Living in this state of mind is unhealthy and places us in a dilemma: either we learn to control our fear, or it will control our life. Fear is inevitable, but it must be seen as an incentive: a positive stimulus to overcome it with opposing emotions and values.

We are comforted and encouraged that this pandemic is bringing out not only the worst, but also the best in human beings. In extreme situations, caring people tend to emerge and become unexpected heroes. This is the thesis of Fernando Benzo's recent book "Heroes inesperados: la otra cara del 11-M." 

On March 11, 2004, hundreds of people in Madrid spontaneously helped the passengers of a train burning due to several explosions caused by a terrorist cell to get out of the flames. All of them behaved like true heroes, as they risked their lives for people they did not even know.

Similarly, during the first confinement due to the pandemic, a multitude of volunteers emerged to help people who, because of their age, dependence or loneliness, could not fend for themselves. They did their shopping for them, brought them medicines, threw their garbage in the containers, etc. These volunteers were in great danger of becoming infected; they were also afraid, but they overcame this fear by forgetting about themselves and sacrificing themselves for others. To cope with the fear of contagion, it is helpful to change negative thoughts to positive ones. This is closely related to metanoia.

Metanoia is a word which, in its Greek origin, metanoien, means change of mind or new way of thinking. In Carl Gustav Jung's analytical psychology, it is a process of reformation of the psyche oriented towards self-healing. It is the status of one who on a journey has had to turn from the path he was on and take another direction. The word metanoia is also used in Christian theology associating its meaning with repentance.

Metanoia invites us to go beyond our instincts to a broader mindset that rises above the natural tendency to self-interest, promoting values such as enabling us to do something we could not do before; expanding our capacity to create; recreating ourselves.

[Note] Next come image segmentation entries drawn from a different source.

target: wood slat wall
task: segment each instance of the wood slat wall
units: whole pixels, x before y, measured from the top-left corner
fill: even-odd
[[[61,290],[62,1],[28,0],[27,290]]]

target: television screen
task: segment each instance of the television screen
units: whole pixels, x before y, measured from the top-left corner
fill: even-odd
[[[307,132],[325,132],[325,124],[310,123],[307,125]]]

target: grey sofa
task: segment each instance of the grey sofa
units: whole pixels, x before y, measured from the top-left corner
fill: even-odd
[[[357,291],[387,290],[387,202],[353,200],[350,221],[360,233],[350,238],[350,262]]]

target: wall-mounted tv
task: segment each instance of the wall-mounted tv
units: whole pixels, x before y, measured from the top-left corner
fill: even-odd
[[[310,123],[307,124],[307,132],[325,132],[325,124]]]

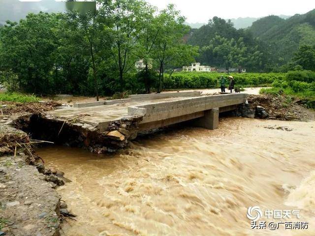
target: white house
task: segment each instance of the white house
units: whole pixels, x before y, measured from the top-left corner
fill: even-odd
[[[197,71],[199,72],[211,72],[211,67],[200,65],[200,63],[192,63],[191,66],[183,66],[183,71]]]
[[[146,64],[144,63],[143,59],[141,59],[138,61],[136,61],[135,66],[137,69],[139,70],[142,70],[146,68]],[[148,63],[148,68],[149,69],[152,69],[152,62],[151,61],[151,60],[149,60],[149,61]]]

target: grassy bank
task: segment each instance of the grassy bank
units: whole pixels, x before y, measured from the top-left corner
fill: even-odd
[[[315,72],[289,71],[283,79],[275,80],[272,86],[270,88],[262,88],[260,93],[298,97],[307,108],[315,109]]]
[[[38,102],[39,99],[34,95],[24,94],[18,92],[0,93],[0,101],[16,102]]]
[[[166,74],[163,83],[166,89],[216,88],[221,76],[231,75],[236,86],[241,87],[270,86],[275,80],[283,80],[286,73],[246,73],[227,74],[218,72],[175,72],[171,76]],[[227,81],[226,86],[228,86]]]

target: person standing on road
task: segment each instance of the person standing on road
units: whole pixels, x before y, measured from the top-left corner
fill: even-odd
[[[232,90],[234,89],[234,85],[235,84],[235,82],[234,81],[234,78],[233,78],[233,76],[229,76],[229,79],[230,80],[230,84],[228,86],[228,89],[230,89],[231,92],[232,92]]]
[[[226,83],[226,80],[223,77],[221,76],[220,79],[220,88],[221,88],[221,92],[225,92],[225,83]]]

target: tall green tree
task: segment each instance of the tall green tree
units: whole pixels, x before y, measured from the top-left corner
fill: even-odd
[[[102,17],[106,21],[108,47],[119,73],[120,89],[125,87],[124,75],[134,69],[137,44],[141,32],[142,13],[146,2],[140,0],[105,0],[102,2]]]
[[[157,20],[159,30],[154,53],[158,65],[157,90],[158,92],[160,92],[163,88],[165,67],[182,66],[184,63],[193,61],[193,57],[196,56],[198,49],[184,45],[183,37],[189,28],[184,24],[185,18],[175,9],[174,5],[168,5],[162,10]]]
[[[23,90],[37,93],[52,91],[54,82],[50,75],[53,53],[58,46],[57,15],[31,13],[18,24],[7,22],[0,29],[1,67],[18,75]]]
[[[88,49],[91,57],[95,95],[98,101],[98,86],[97,79],[96,60],[97,54],[100,51],[100,36],[103,26],[100,24],[97,11],[79,13],[70,11],[67,13],[68,23],[72,27],[73,32],[77,37],[83,37],[84,45]]]
[[[146,92],[150,93],[152,86],[151,77],[155,57],[154,46],[157,42],[160,30],[158,18],[154,16],[156,9],[150,5],[145,6],[142,13],[143,28],[139,34],[138,48],[137,50],[138,58],[143,59],[145,63],[144,73],[140,73],[144,79]]]

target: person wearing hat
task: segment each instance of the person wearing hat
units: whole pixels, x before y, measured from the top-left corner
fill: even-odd
[[[223,77],[221,76],[220,78],[220,88],[221,88],[221,92],[225,92],[225,83],[226,80]]]
[[[233,76],[229,76],[229,79],[230,80],[230,84],[228,86],[228,89],[230,89],[231,92],[232,92],[232,90],[234,89],[234,85],[235,84],[235,82],[234,81],[234,78],[233,78]]]

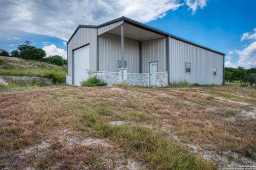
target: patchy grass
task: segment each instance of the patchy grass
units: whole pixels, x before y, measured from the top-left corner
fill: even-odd
[[[46,137],[51,139],[52,132],[63,128],[81,133],[81,138],[108,140],[115,149],[79,146],[66,150],[65,142],[54,139],[46,153],[38,154],[39,158],[28,157],[24,162],[34,159],[32,166],[42,168],[58,163],[65,169],[75,164],[107,169],[110,165],[106,158],[116,159],[108,156],[124,154],[151,169],[216,168],[218,162],[194,155],[187,144],[198,147],[198,156],[204,150],[231,151],[244,156],[248,150],[253,159],[255,120],[236,116],[254,109],[254,101],[238,98],[236,101],[243,103],[231,103],[229,97],[220,93],[253,98],[255,91],[230,88],[60,87],[1,94],[0,149],[3,151],[0,159],[9,165],[11,154],[43,142]],[[226,100],[219,100],[220,96]],[[124,124],[110,125],[110,122],[117,121]],[[173,139],[173,135],[177,137]],[[3,154],[9,152],[11,155]],[[105,155],[97,157],[100,153]],[[239,157],[232,162],[244,160],[236,159]],[[115,167],[115,160],[110,167]]]
[[[256,102],[256,98],[246,97],[241,95],[237,95],[231,94],[229,93],[223,92],[221,91],[210,90],[209,92],[212,94],[219,95],[221,96],[222,96],[226,98],[239,99],[242,99],[243,100],[245,100],[249,102]]]
[[[11,58],[11,57],[10,57]],[[22,59],[1,59],[0,75],[38,76],[51,79],[54,83],[61,83],[66,79],[67,66]]]

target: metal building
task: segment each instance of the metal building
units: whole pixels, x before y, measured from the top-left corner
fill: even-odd
[[[79,25],[67,46],[69,84],[95,75],[108,85],[224,83],[225,54],[124,16]]]

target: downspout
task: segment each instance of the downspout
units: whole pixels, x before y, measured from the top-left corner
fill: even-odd
[[[225,85],[225,55],[223,55],[223,75],[222,85]]]
[[[167,76],[167,84],[170,84],[170,68],[169,68],[169,36],[166,37],[166,70]]]
[[[142,42],[140,41],[139,42],[139,55],[140,55],[140,73],[141,74],[142,73]]]
[[[99,71],[99,36],[98,35],[98,28],[97,28],[97,71]]]
[[[122,67],[124,66],[124,25],[121,25],[121,60]]]

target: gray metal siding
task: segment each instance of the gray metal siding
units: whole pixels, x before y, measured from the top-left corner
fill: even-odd
[[[121,38],[109,33],[99,36],[99,71],[117,72],[117,61],[121,60]],[[127,72],[139,73],[139,41],[124,38],[124,60]]]
[[[90,44],[90,71],[96,71],[97,29],[81,28],[77,30],[68,44],[68,74],[72,74],[73,50],[87,44]]]
[[[123,22],[124,21],[122,20],[102,27],[99,28],[98,29],[98,35],[100,35],[101,34],[109,31],[110,30],[111,30],[116,27],[121,26],[123,24]]]
[[[142,73],[148,73],[149,62],[155,61],[158,72],[167,71],[165,38],[142,42]]]
[[[221,84],[223,56],[169,38],[169,73],[171,82],[186,80],[190,83]],[[191,63],[191,73],[185,73],[185,63]],[[213,67],[217,75],[213,75]]]

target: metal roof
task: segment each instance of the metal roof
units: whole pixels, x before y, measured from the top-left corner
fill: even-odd
[[[209,50],[210,51],[211,51],[211,52],[214,52],[214,53],[218,53],[218,54],[221,54],[221,55],[226,55],[226,54],[223,53],[221,53],[221,52],[218,52],[217,50],[211,49],[211,48],[208,48],[208,47],[205,47],[205,46],[202,46],[201,45],[199,45],[198,44],[193,42],[192,41],[189,41],[189,40],[185,39],[183,38],[175,36],[173,35],[172,35],[171,33],[169,33],[168,32],[163,31],[161,30],[159,30],[159,29],[155,28],[154,27],[152,27],[147,26],[146,24],[143,24],[141,22],[139,22],[136,21],[135,20],[132,20],[130,18],[125,17],[125,16],[122,16],[122,17],[117,18],[115,20],[111,20],[110,21],[105,22],[105,23],[102,23],[101,24],[100,24],[99,26],[79,25],[77,27],[77,28],[76,28],[76,29],[75,30],[75,31],[74,31],[74,32],[73,33],[73,34],[72,35],[72,36],[71,36],[70,38],[69,38],[69,39],[68,40],[68,42],[67,42],[67,44],[68,44],[68,42],[71,40],[71,39],[72,39],[73,36],[76,33],[76,31],[77,31],[77,30],[80,28],[99,28],[100,27],[103,27],[103,26],[107,26],[107,25],[108,25],[108,24],[111,24],[111,23],[113,23],[114,22],[118,22],[118,21],[121,21],[121,20],[124,20],[124,22],[125,22],[126,23],[130,23],[130,24],[131,24],[135,25],[137,27],[141,27],[141,28],[147,29],[148,30],[149,30],[149,31],[153,31],[153,32],[156,32],[156,33],[159,33],[159,34],[161,34],[161,35],[164,35],[165,36],[170,36],[171,38],[176,39],[177,40],[183,41],[183,42],[188,43],[188,44],[190,44],[191,45],[197,46],[198,47],[201,47],[201,48]]]

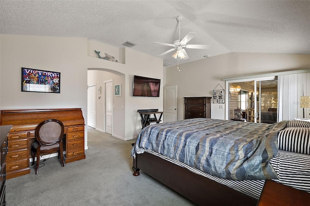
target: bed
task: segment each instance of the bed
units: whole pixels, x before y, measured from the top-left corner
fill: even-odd
[[[310,192],[310,122],[207,118],[146,127],[131,155],[141,170],[199,205],[255,206],[265,179]]]

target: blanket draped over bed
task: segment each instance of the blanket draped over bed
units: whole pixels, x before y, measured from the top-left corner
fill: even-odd
[[[151,125],[139,134],[131,155],[151,150],[220,178],[276,179],[269,161],[287,123],[203,118]]]

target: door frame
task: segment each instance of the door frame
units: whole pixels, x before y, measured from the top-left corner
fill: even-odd
[[[104,111],[104,112],[103,113],[103,118],[104,119],[104,124],[103,125],[103,128],[104,130],[104,132],[106,132],[106,99],[107,99],[107,94],[106,92],[106,83],[108,83],[108,82],[111,82],[111,83],[112,84],[112,88],[113,88],[113,79],[109,79],[108,80],[106,80],[104,81],[103,82],[103,84],[104,85],[104,103],[103,104],[103,111]],[[112,90],[111,91],[111,94],[113,94],[113,90]],[[113,94],[111,94],[111,135],[113,135]]]
[[[94,91],[94,95],[93,96],[93,100],[90,100],[90,96],[89,96],[89,89],[90,89],[90,88],[92,88],[92,89],[94,88],[94,90],[95,90],[95,91]],[[96,104],[96,104],[96,100],[97,99],[97,97],[96,97],[97,89],[96,89],[96,88],[97,88],[97,87],[96,87],[96,85],[94,85],[89,86],[88,86],[88,88],[87,89],[87,113],[88,113],[88,114],[87,114],[87,126],[90,126],[91,127],[93,127],[93,128],[95,128],[95,129],[96,128],[96,115],[97,114],[96,114],[96,112],[97,112],[96,110],[96,110]],[[93,105],[93,106],[94,106],[94,122],[93,122],[93,125],[89,125],[89,119],[90,118],[90,118],[90,117],[89,117],[89,114],[88,114],[88,113],[90,112],[88,110],[89,110],[89,108],[90,108],[90,107],[90,107],[89,103],[90,103],[90,101],[91,101],[91,100],[92,100],[93,101],[93,102],[94,103],[93,104],[94,104],[94,105]]]
[[[164,86],[164,117],[163,118],[163,122],[166,122],[166,89],[167,88],[172,88],[174,89],[175,95],[174,95],[175,98],[173,100],[173,102],[175,103],[175,106],[174,106],[174,113],[175,114],[174,117],[174,121],[177,121],[178,119],[178,86],[177,85],[173,85],[170,86]]]

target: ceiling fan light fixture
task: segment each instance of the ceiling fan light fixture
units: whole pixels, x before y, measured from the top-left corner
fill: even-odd
[[[178,53],[178,57],[179,57],[179,58],[181,59],[186,57],[186,56],[185,56],[185,55],[184,55],[184,53],[183,53],[182,50],[179,50],[179,53]]]
[[[174,59],[176,59],[178,57],[180,59],[184,59],[186,56],[184,55],[184,53],[182,52],[182,49],[178,49],[172,55],[172,57]]]

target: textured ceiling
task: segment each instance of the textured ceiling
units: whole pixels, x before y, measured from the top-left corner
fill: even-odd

Methanoia made it possible for Abraham Lincoln, a poor lumberjack lost in a cabin in a forest of the new frontier, to become president of the United States. He could not go to school. He was an autodidact driven by self-improvement. He studied law at degree program with borrowed books and without ceasing to work in different trades. This self-realization with effort was a healing of his elementary life full of frustrations.